More women are taking to Buddhism: First woman master
Sindh Today, Apr 19th, 2009
New Delhi, India -- A growing number of women are taking to Buddhism in India like in the West where two-thirds of the practitioners of the faith are women, Jetsunma Tenzin Palmo, the first Tibetan Buddhist woman master, said.
“Many young girls in Himachal Pradesh are opting to study Buddhism and become nuns, shunning the traditional role of housewives. After all, being a housewife means cooking, cleaning, looking after babies and playing a subservient role to men,” Palmo, who was among the first lot of western woman to be ordained as Buddhist nuns, told IANS in an interview.
The rinpoche (master), who was in the capital for a day on her way to her nunnery, Dongyv Gatsal Ling in the Kangra Valley of Himachal Pradesh, said women were better at practising the religion than men because “men often gave up the vows to become laymen”.
“But the women once ordained stick to it,” said the 66-year-old British Buddhist master.
Palmo, a former librarian from London, became a Buddhist at the age of 21 and came to Dalhousie in India to study the faith in 1961. “My mother also became a Buddhist after I became one,” she said.
“I was ordained as a nun in 1964,” she said.

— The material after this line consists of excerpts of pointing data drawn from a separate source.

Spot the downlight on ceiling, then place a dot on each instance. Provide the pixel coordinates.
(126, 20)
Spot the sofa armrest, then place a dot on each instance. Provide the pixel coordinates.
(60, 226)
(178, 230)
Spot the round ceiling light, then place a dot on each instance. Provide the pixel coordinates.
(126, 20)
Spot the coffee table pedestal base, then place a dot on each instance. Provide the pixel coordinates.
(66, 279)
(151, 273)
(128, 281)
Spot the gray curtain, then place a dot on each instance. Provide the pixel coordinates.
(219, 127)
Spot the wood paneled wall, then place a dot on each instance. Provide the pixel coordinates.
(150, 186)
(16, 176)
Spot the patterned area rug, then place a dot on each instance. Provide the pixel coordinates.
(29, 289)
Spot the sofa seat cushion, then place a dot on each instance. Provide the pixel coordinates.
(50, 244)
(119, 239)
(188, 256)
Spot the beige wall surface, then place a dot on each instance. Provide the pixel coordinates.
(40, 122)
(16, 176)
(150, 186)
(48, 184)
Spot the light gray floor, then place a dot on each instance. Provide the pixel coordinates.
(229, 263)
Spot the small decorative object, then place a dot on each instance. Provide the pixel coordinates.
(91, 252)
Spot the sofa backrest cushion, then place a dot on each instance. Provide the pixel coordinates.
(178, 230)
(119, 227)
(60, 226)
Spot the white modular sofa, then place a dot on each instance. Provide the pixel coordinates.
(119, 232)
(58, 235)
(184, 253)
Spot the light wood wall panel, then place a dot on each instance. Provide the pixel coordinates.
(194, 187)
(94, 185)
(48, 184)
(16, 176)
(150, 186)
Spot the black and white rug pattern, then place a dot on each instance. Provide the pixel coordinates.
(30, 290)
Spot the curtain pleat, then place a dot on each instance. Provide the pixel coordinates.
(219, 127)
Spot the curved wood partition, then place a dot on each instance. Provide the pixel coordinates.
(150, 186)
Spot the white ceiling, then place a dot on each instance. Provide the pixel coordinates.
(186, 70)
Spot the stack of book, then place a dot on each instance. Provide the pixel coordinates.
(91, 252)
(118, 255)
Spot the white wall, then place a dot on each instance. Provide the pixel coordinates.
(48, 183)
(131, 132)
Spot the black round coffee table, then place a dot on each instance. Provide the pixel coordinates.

Palmo, who has been through the harshest form of meditation like her male counterparts to become a master, has spent 12 years alone in a cave as part of her retreat in Lahaul in Himachal Pradesh.

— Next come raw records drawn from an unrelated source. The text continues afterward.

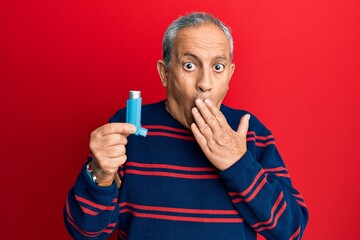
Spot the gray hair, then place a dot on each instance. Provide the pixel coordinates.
(191, 20)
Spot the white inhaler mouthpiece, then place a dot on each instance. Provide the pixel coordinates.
(133, 112)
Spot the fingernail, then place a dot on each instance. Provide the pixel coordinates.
(199, 102)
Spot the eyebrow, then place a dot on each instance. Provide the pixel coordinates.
(217, 57)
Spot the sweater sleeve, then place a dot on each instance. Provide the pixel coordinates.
(260, 188)
(91, 211)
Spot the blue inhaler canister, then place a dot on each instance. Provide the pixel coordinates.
(133, 112)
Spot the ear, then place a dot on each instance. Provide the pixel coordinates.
(162, 72)
(231, 71)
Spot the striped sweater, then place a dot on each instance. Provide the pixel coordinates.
(171, 191)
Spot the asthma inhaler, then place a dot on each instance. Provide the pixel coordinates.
(133, 112)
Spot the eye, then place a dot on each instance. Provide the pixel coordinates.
(219, 67)
(189, 66)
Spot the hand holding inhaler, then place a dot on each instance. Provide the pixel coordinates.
(133, 112)
(107, 143)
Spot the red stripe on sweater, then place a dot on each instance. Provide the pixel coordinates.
(257, 190)
(261, 172)
(301, 203)
(296, 233)
(173, 167)
(88, 211)
(179, 210)
(278, 215)
(95, 205)
(276, 204)
(183, 218)
(71, 220)
(175, 175)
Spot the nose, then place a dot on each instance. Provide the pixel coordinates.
(204, 82)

“The retreat did not take a toll on me. In fact I felt quite safe in India,” said Palmo, who practised Vajrayana or tantrik Buddhism.

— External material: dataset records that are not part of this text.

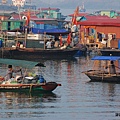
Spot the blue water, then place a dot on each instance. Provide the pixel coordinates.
(76, 99)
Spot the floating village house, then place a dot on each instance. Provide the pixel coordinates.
(39, 21)
(98, 31)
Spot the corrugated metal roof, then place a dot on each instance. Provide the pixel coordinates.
(107, 22)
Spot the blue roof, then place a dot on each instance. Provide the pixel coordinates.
(50, 31)
(111, 58)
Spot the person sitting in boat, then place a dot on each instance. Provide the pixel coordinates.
(48, 44)
(10, 72)
(112, 69)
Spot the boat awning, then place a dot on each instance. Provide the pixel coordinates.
(21, 63)
(111, 58)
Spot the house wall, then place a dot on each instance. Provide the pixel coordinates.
(106, 30)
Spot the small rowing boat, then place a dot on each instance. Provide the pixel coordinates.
(26, 83)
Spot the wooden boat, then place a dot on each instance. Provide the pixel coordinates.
(25, 84)
(102, 74)
(113, 52)
(37, 53)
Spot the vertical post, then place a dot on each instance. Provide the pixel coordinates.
(25, 36)
(44, 39)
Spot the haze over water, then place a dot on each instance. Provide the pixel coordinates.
(76, 99)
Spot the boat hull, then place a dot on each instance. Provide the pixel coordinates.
(108, 52)
(100, 77)
(39, 53)
(47, 87)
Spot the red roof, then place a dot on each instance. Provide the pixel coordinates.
(49, 8)
(79, 15)
(100, 22)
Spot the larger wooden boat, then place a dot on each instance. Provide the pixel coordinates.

Recalling the story of her journey as a nun, Palmo said she decided to mobilise opinion in the Tibetan Buddhist community in the 1990s after a section of Buddhist lamas, mostly followers of her mentor, requested her to set up a nunnery.
“The first batch of nuns were a group of nine girls from Ladakh,” she recalled.
She said in her nunnery, they conduct 10-year study programmes for women. “After the women graduate, they either become teachers or go for long retreats to meditate and sometime work in nunneries. It spells freedom from the tedium of marrying and bearing children. Moreover, people are always happy to hear a woman’s voice for a change,” she said.
Palmo has travelled across the world to discourse on Buddhism to women, help revive the order of Tibetan Buddhists nuns and inculcate the faith in them.
“Given an opportunity, women can do better than their male counterparts in Buddhism,” she said.
“Women lost their pre-eminence in Tibetan Buddhism around 12-13th century. Several women masters or Buddhist yoginis were known to have meditated in the caves in the early years of the growth of Vajrayana Buddhism in Tibet in the 11th century, but once the faith became monastic and academic, women lost their place. In the monastic order, they were were seen as a threat to men and projected as inferior beings.
“The men sat on the thrones, cornered the texts and told the women that the nuns were second rung. So you have very few books on Buddhist nuns compared to that of men,” Palmo said.
But women, she explained, had the power to practise tantrik Buddhism like any man.
“We all have the potential to become Buddha at heart, even women. Vajrayana or tantrik Buddhism is a way of purifying our mind, body and speech through sacred chants and mudras (finger movements) and aligning it with those of Buddha. The Buddha nature is neither male or female. Anyone can acquire the luminous emptiness of mind,” she said.